Russ herrold wrote:
Quick question: do I really "need" to install the setools/setroubleshoot packages or can I live without them? They want to install 80 packages (gnome stuff, gstreamer, gtk, tcl/tk...) and I would like to avoid installing all sort of graphical tools/libs on my lean servers. Can I just install setools-console by example?
What does experiemntation with yum in a testing mode indicate with the packageset on your box - dependency trees have an effectively infinite number of permutations
My question was more "do I really need this package to work with selinux?" I installed setools-console and so far it seems enough... So, can I skip setroubleshoot?
If you know a must-have "selinux for dummies" like howto, apart from Redhat/Fedora doc or CentOS wiki
What is wrong with the article at: http://wiki.centos.org/HowTos/SELinux
Nothing wrong; I already read it, and will read the redhat doc... Just looking for all the doc I can find on the subject. And maybe also for the hidden secret magic button that will auto-write the hundreds custom policies we will need... Creating a custom policy for an apache to use a non standard rootdir or port seems indeed easy with audit2allow... But several of our servers are more or less 10% standard (rpm based) and 90% custom, with dozens of apps/scripts listening on dozens non standard ports, sockets, accessing many files here and there... So the task is a bit daunting.
Thx, JD
PS: Any one found/made a Zimbra policy module? ^_^
On Tue, 6 Sep 2011, John Doe wrote:
Nothing wrong; I already read it, and will read the redhat doc... Just looking for all the doc I can find on the subject.
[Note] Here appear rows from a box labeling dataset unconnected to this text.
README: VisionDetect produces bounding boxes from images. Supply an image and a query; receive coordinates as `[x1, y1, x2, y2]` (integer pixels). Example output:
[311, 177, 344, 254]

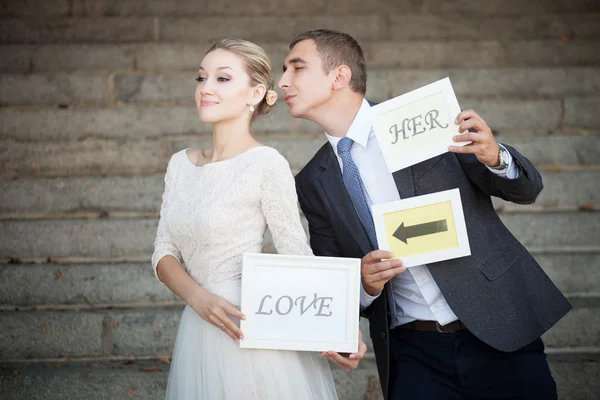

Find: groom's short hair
[290, 29, 367, 94]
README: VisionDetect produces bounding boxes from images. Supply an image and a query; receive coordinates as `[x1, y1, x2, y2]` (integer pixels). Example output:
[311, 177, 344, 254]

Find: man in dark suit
[279, 30, 571, 399]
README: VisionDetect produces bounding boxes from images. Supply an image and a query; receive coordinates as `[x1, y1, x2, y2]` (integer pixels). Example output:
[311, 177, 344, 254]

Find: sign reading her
[390, 110, 448, 144]
[240, 254, 360, 352]
[371, 78, 470, 172]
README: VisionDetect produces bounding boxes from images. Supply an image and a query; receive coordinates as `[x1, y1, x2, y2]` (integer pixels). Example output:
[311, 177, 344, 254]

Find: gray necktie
[337, 137, 378, 248]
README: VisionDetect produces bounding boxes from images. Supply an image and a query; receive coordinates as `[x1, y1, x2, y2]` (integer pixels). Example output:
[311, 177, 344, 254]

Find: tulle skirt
[166, 281, 337, 400]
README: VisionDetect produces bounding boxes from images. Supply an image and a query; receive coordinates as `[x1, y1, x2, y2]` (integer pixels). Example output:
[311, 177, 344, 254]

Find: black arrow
[394, 219, 448, 244]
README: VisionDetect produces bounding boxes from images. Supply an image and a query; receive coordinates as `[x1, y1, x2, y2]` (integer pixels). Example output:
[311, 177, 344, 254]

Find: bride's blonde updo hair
[204, 38, 277, 118]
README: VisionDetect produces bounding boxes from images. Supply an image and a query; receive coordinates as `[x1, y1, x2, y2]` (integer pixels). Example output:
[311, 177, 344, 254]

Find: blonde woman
[152, 39, 365, 400]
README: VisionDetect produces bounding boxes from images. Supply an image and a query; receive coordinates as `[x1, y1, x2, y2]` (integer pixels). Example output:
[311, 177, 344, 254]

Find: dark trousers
[389, 328, 557, 400]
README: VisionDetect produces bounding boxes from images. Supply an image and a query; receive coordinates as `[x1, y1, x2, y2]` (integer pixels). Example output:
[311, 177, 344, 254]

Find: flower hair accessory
[265, 89, 277, 106]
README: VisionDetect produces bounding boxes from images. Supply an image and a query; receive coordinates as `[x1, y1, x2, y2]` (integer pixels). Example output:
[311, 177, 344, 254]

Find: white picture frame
[372, 189, 471, 268]
[370, 78, 471, 173]
[240, 253, 361, 353]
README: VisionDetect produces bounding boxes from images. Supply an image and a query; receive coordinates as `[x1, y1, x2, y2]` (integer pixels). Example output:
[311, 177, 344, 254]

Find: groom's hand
[360, 250, 406, 296]
[448, 110, 500, 167]
[321, 330, 367, 371]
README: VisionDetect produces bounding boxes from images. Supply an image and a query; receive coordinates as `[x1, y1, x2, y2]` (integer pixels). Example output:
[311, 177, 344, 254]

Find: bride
[152, 39, 366, 400]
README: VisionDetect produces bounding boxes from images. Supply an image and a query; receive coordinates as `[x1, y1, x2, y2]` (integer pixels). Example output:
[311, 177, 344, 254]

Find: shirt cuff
[486, 143, 520, 179]
[360, 280, 381, 310]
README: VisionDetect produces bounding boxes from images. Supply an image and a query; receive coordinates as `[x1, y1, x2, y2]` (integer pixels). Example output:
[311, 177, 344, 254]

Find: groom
[279, 30, 571, 399]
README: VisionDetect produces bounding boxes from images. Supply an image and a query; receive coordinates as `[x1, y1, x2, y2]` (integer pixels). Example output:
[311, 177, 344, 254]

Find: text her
[390, 110, 448, 144]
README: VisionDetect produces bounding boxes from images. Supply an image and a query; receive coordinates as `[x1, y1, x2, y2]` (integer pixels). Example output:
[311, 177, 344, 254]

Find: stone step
[0, 296, 600, 361]
[0, 355, 600, 400]
[0, 0, 600, 17]
[0, 39, 600, 73]
[0, 12, 600, 45]
[0, 134, 600, 179]
[0, 212, 600, 262]
[0, 67, 600, 107]
[0, 249, 600, 310]
[0, 264, 178, 309]
[0, 170, 600, 219]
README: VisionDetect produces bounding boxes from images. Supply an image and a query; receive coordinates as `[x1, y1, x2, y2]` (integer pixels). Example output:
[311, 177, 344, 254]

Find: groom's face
[278, 39, 335, 119]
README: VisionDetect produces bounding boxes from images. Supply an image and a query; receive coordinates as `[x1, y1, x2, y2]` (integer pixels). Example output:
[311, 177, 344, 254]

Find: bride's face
[195, 49, 253, 124]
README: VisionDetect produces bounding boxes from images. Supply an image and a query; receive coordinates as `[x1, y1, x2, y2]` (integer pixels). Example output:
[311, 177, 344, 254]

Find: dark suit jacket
[296, 139, 571, 397]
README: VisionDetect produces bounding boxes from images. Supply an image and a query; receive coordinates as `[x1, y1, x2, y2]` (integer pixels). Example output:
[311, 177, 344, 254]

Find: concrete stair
[0, 0, 600, 400]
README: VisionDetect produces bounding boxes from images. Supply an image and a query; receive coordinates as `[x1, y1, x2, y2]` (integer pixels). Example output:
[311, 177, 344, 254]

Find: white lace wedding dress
[152, 146, 337, 400]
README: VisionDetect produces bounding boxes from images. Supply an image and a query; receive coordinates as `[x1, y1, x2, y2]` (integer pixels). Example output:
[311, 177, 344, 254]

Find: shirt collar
[325, 98, 372, 156]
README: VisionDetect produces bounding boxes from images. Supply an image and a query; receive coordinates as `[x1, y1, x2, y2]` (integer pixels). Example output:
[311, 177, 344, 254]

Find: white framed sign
[372, 189, 471, 267]
[240, 253, 361, 353]
[371, 78, 471, 172]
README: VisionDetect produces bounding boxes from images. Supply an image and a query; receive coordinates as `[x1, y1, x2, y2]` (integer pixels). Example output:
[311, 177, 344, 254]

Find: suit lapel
[392, 167, 415, 199]
[319, 145, 373, 254]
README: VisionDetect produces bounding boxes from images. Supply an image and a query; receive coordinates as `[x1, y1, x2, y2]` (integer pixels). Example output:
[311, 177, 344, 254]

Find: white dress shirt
[325, 99, 518, 328]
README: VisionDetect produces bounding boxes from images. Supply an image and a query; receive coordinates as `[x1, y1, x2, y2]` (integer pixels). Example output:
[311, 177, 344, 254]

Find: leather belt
[395, 321, 467, 333]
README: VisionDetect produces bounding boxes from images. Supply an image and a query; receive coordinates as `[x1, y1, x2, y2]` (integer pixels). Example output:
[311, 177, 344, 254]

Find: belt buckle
[435, 321, 456, 333]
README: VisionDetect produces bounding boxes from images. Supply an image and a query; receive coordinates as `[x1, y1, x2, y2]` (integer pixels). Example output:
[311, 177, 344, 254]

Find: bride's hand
[189, 289, 246, 343]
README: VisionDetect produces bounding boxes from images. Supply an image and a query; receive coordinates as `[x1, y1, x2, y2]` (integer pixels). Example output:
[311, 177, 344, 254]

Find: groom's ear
[333, 65, 352, 90]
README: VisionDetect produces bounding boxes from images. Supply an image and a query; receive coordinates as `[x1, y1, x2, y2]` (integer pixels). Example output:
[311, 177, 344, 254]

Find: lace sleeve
[260, 153, 313, 255]
[152, 158, 181, 279]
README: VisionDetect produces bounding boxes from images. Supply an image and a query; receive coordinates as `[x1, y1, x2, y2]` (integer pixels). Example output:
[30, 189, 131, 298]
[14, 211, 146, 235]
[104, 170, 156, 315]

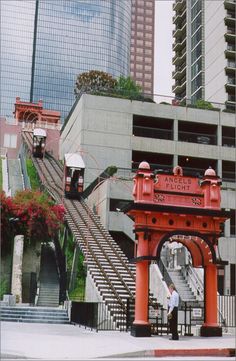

And maybe also for the hidden secret magic button that will auto-write the hundreds custom policies we will need... Creating a custom policy for an apache to use a non standard rootdir or port seems indeed easy with audit2allow... But several of our servers are more or less 10% standard (rpm based) and 90% custom, with dozens of apps/scripts listening on dozens non standard ports, sockets, accessing many files here and there... So the task is a bit daunting.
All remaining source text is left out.